Unlike many of the 1930s MGM films, which featured such “straight” actors as Cary Grant, James Stewart and Jean Harlow trying (with varying degrees of success) to sing – and which seemed like a half-hearted nod towards the possibilities of singing and dancing on film – The Wizard of Oz threw itself behind the genre by featuring only the creme de la creme of talent in every department.

And whereas the musicals up to that point had been very self-conscious about the use of song ‘n’ dance routines – they invariably featured in “let’s put on the show right here” style plots – The Wizard of Oz blended them seamlessly into the story, just as the songs, by Harold Arlen and EY Harburg, rose organically out of Arlen’s score.
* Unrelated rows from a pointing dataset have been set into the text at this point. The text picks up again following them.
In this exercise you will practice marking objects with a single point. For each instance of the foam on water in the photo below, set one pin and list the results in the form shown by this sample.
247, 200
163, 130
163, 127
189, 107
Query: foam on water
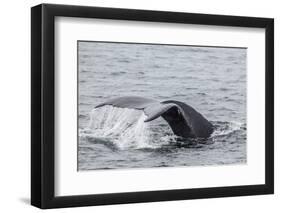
124, 127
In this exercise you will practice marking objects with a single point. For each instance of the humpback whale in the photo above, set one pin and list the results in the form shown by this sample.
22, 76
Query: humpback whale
182, 118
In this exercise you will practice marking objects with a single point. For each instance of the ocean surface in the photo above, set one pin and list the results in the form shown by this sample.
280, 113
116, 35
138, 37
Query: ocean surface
210, 79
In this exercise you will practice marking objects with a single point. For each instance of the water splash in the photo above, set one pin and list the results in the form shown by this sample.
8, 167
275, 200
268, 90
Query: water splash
125, 128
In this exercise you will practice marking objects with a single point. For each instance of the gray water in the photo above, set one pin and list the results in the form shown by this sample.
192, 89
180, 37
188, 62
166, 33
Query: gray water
210, 79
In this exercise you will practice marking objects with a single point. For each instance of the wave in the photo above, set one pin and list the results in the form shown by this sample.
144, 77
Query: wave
119, 128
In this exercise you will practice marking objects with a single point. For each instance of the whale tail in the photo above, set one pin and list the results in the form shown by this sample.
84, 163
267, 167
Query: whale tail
182, 118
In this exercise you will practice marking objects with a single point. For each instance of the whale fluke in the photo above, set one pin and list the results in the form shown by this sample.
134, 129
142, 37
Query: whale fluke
182, 118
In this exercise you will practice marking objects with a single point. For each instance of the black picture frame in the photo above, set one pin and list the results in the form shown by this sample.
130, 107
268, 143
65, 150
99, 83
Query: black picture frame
43, 102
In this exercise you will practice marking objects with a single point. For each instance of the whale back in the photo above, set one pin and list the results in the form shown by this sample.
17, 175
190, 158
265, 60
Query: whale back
182, 118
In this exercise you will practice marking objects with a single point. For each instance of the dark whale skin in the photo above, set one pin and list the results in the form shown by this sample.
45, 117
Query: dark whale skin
184, 120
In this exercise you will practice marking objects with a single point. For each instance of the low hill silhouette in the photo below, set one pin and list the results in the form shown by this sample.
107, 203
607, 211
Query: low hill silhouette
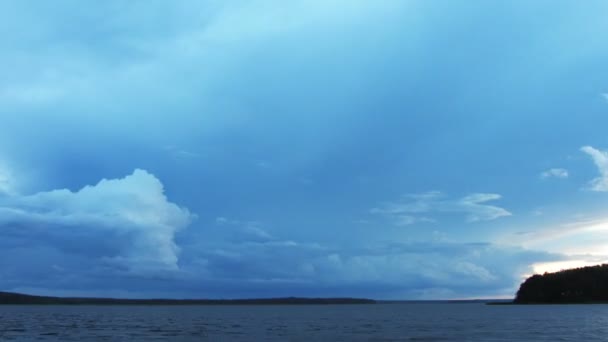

Requiring 29 sound stages, 65 sets, hundreds of costumes, 150 singing and dancing midgets and breath-taking special effects, The Wizard of Oz was typical of MGM’s opulent, no-expense-spared house style – but it was their most ambitious musical to date, and the first in colour. As a result of its success, studio chief Louis B Mayer decided to set up a musical unit at MGM with Oz producer Arthur Freed (the man who had ensured that Over the Rainbow be reinstated to the film, after it had been cut) at the helm.

And it is to Arthur Freed, says hotshot young conductor and arranger John Wilson – who thrilled audiences with his rapturously received 2009 Prom concert of MGM music – that much of the credit for these glorious  musicals is due. A passionate champion of film music, John Wilson has spent the last few years reconstructing the long-lost scores for many of the legendary MGM musicals and as a result is more intimately acquainted with every last detail of these great films than most of us.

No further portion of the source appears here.